Saturday, 17 March 2012

Images are pictures made of words. Images help us to visualise something clearly by appealing to one or more of our five senses.

  • Images appeal to our sense of sight by describing the appearance of things, such as their colour, shape and size.
  • Images appeal to our sense of hearing by describing sounds, such as those made by animals and birds, the wind, music and people speaking or singing
  • Images appeal to our sense of smell by describing smell, such as food cooking, flowers or smoke from a fire.
  • Images appeal to our sense of taste by using words that help us imagine the taste of things, for example, sweet, bitter or salty.
  • Images appeal to our sense of touch by describing the way things feel in our hands, for example, soft, furry, greasy, rough, or sharp.
Images are often created by comparing two things. Making a comparison is a way to show how something can be the same or different from another thing. Similes, metaphors and personification are all ways of comparing things.
  • Similes
A simile is an image that compares one thing with another, and is introduced by the words like or as. These words tell us that two things are being compared, and we think about the similarities between them. Different similes could have been used to compare other aspects of the creatures. 
  •  Metaphors
Metaphors is another type of image where one thing is compared to another. Metaphors seem to say that one thing is the other thing, because they leave out the words like or as that tell us a comparison is being made.
  • Personification
Personification is a type of metaphor where something that is not human is given  human qualities.
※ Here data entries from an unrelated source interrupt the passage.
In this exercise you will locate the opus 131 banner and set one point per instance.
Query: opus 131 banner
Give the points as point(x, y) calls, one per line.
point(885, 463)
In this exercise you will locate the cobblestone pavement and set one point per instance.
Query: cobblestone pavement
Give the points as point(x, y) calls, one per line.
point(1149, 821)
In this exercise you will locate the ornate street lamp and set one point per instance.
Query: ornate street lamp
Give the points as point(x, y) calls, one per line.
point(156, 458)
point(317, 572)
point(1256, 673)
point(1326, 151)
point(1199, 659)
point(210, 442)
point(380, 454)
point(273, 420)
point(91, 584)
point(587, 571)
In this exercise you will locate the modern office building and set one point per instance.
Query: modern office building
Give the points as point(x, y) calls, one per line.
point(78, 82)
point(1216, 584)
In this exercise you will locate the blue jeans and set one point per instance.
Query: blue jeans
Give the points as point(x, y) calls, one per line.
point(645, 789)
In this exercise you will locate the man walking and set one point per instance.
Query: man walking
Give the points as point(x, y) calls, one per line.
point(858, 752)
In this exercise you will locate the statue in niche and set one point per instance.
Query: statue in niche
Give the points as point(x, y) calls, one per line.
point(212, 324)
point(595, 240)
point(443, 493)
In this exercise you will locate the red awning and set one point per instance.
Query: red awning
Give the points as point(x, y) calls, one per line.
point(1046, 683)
Lines are  an important feature of poem. They make a piece of writing look like a poem, In most kind of writing, lines go from one margin to the other. In poem, lines can be many different lengths, and can also help us to understand the meaning of a poem. The types of lines that we can find in poems include lines that are complete sentences, lines that are part of a sentence, lines that have only one word, lines that have several words, lines that start with small or capital letters, short and dramatic lines, long and thoughtful lines, lines of equal length, lines of varied lengths, opening lines that tell what the poem is about, closing lines that sum up the poem, lines that are set out underneath each other and lines that are arranged in a design or picture to add meaning to the poem. 

  • Stanzas and groups of lines
A stanza is a group of lines that is separated by a space from other stanzas. Some stanzas have a definite pattern, such as equal numbers of lines, although this may vary. a poem may have one stanza or many stanzas. The word stanza comes from an Italian word meaning a room. It will help us to think of a poem as a series of rooms, each having a different purpose. Usually, a new stanza shows some change in the poem, This might be a new person speaking, a change of topis, a change of setting or a new event in a story. 

  • Shape poems
Shape poems are another example of varying line in lengths in a poem. Shape poems have lines that are arranged in a design or picture to add meaning to the poem. The way the words are arranged emphasises the way  things happen.

Patterns are  a feature of poem. Many poem have regular pattern of rhyme or rhythm. Other pattern are formed by the repetition of words, lines or images. Some poems. such limericks, haiku and cinquains have their own patterns. These may be patterns of rhyme or counted syllables.
  •   Limerick
Limericks are short poems that tell little stories. Limericks have been written for hundreds of years. Limerick can be written about any topic but they are usually humorous in tone so no one takes the stories seriously. The humor is emphasised by the rhymes and rhythms. Limerick has a definite pattern of syllables, rhyme and rhythm. Limericks always open with a line of eight syllables that refers to a person and a place or that gives a person's name and occupation. 
  • Haiku
Haiku are very short poems. Traditional haiku contain a reference to nature or to an emotion. They do not have many of the features of other poems. It is written in patterns of syllables - lines 1 has 5 syllables, line 2 has 7 syllables and line 3 has 5 syllables. Haiku have no  regular rhythm, no rhymes, no metaphors or similes, no title and do not tell a story. Haiku is originated in Japan.
  • Cinquains
A cinquain is a poem containing five lines. It can be a complete poem or a stanza of a poem. There are two types of cinquains; syllable cinquains and word cinquains.